Re: [PATCH v3 1/4] KVM: x86: relax canonical check for some x86 architectural msrs

Sean Christopherson <seanjc@xxxxxxxxxx> · Wed, 21 Aug 2024 09:04:35 -0700

On Wed, Aug 21, 2024, mlevitsk@xxxxxxxxxx wrote:
> У вт, 2024-08-20 у 15:13 +0300, mlevitsk@xxxxxxxxxx пише:
> > У пт, 2024-08-16 у 14:49 -0700, Sean Christopherson пише:
> > > > > > On Thu, Aug 15, 2024, Maxim Levitsky wrote:
> > > > > > > > > > diff --git a/arch/x86/kvm/x86.c b/arch/x86/kvm/x86.c
> > > > > > > > > > index ce7c00894f32..2e83f7d74591 100644
> > > > > > > > > > --- a/arch/x86/kvm/x86.c
> > > > > > > > > > +++ b/arch/x86/kvm/x86.c
> > > > > > > > > > @@ -302,6 +302,31 @@ const struct kvm_stats_header kvm_vcpu_stats_header = {
> > > > > > > > > >                        sizeof(kvm_vcpu_stats_desc),
> > > > > > > > > >  };
> > > > > > > > > >  
> > > > > > > > > > +
> > > > > > > > > > +/*
> > > > > > > > > > + * Most x86 arch MSR values which contain linear addresses like
> > > > > > 
> > > > > > Is it most, or all?  I'm guessing all?
> > 
> > I can't be sure that all of them are like that - there could be some
> > outliers that behave differently.
> > 
> > One of the things my work at Intel taught me is that there is nothing
> > consistent in x86 spec, anything is possible and nothing can be assumed.
> > 
> > I dealt only with those msrs, that KVM checks for canonicality, therefore I
> > use the word  'most'. There could be other msrs that are not known to me
> > and/or to KVM.
> > 
> > I can write 'some' if you prefer.
> 
> Hi,
> 
> 
> So I did some more reverse engineering and indeed, 'some' is the right word:

Is it?  IIUC, we have yet to find an MSR that honors, CR4.LA57, i.e. it really
is "all", so far as we know.

> I audited all places in KVM which check an linear address for being canonical
> and this is what I found:
> 
> - MSR_IA32_BNDCFGS - since it is not supported on CPUs with 5 level paging,
>   its not possible to know what the hardware does.

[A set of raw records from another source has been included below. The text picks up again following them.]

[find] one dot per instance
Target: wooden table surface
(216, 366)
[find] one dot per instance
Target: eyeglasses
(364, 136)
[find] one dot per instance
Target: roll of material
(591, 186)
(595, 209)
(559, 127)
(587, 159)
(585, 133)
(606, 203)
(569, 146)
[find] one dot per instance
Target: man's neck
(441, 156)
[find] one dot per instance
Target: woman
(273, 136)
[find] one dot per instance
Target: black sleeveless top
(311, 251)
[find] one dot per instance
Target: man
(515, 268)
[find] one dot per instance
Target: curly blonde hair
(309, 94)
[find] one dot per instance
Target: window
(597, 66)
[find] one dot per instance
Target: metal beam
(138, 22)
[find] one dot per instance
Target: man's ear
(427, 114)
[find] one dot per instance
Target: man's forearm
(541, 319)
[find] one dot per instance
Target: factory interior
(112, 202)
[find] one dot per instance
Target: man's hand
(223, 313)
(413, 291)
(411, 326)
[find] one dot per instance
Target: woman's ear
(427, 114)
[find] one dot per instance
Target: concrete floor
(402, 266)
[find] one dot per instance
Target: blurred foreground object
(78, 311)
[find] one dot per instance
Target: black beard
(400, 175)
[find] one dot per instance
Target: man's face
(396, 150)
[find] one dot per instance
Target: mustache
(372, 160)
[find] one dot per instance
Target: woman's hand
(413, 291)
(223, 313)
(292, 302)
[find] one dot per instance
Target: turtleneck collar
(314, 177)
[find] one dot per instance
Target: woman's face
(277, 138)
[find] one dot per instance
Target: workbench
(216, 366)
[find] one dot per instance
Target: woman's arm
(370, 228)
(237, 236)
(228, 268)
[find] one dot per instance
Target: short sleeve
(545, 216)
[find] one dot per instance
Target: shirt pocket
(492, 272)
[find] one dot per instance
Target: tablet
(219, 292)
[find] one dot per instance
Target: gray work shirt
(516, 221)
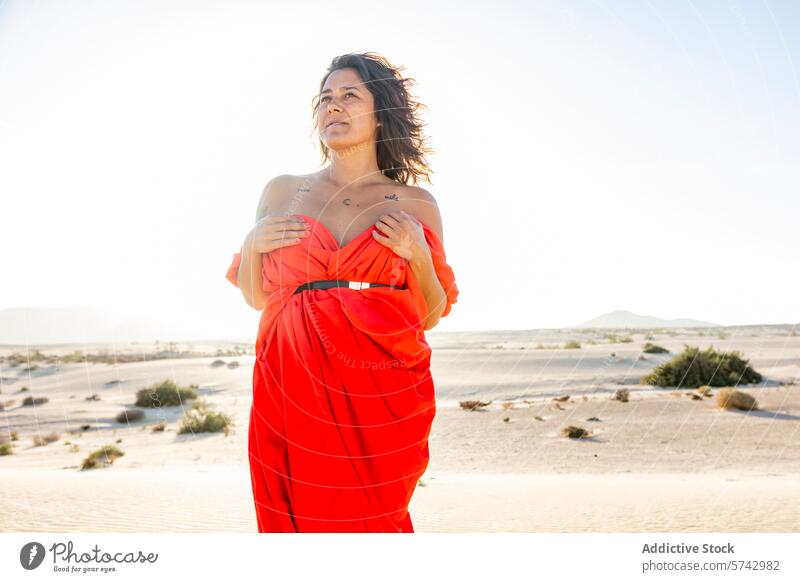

Heh, yeah, but I would be very surprised if MSR_IA32_BNDCFGS didn't follow all
other system-ish MSRs.

> - MSR_IA32_DS_AREA: - Ignores CR4.LA57 as expected. Tested by booting into kernel
>   with 5 level paging disabled and then using userspace 'wrmsr' program to
>   set this msr.  I attached the bash script that I used
> 
> - MSR_IA32_RTIT_ADDR0_A ... MSR_IA32_RTIT_ADDR3_B: - Exactly the same story,
>   but for some reason the host doesn't suport (not even read) from
>   MSR_IA32_RTIT_ADDR2_*, MSR_IA32_RTIT_ADDR3_*.  Probably the system is not new
>   enough for these.
>
> - invpcid instruction. It is exposed to the guest without interception
>   (unless !npt or !ept), and yes, it works just fine on 57-canonical address
>   without CR4.LA57 set....

Did you verify the behavior for the desciptor, the target, or both?  I assume
the memory operand, i.e. the address of the _descriptor_, honors CR4.LA57, but
the target within the descriptor does not.

If that assumption is correct, then this code in vm_mmu_invalidate_addr() is broken,
as KVM actually needs to do a TLB flush if the address is canonical for the vCPU
model, even if it's non-canonical for the current vCPU state.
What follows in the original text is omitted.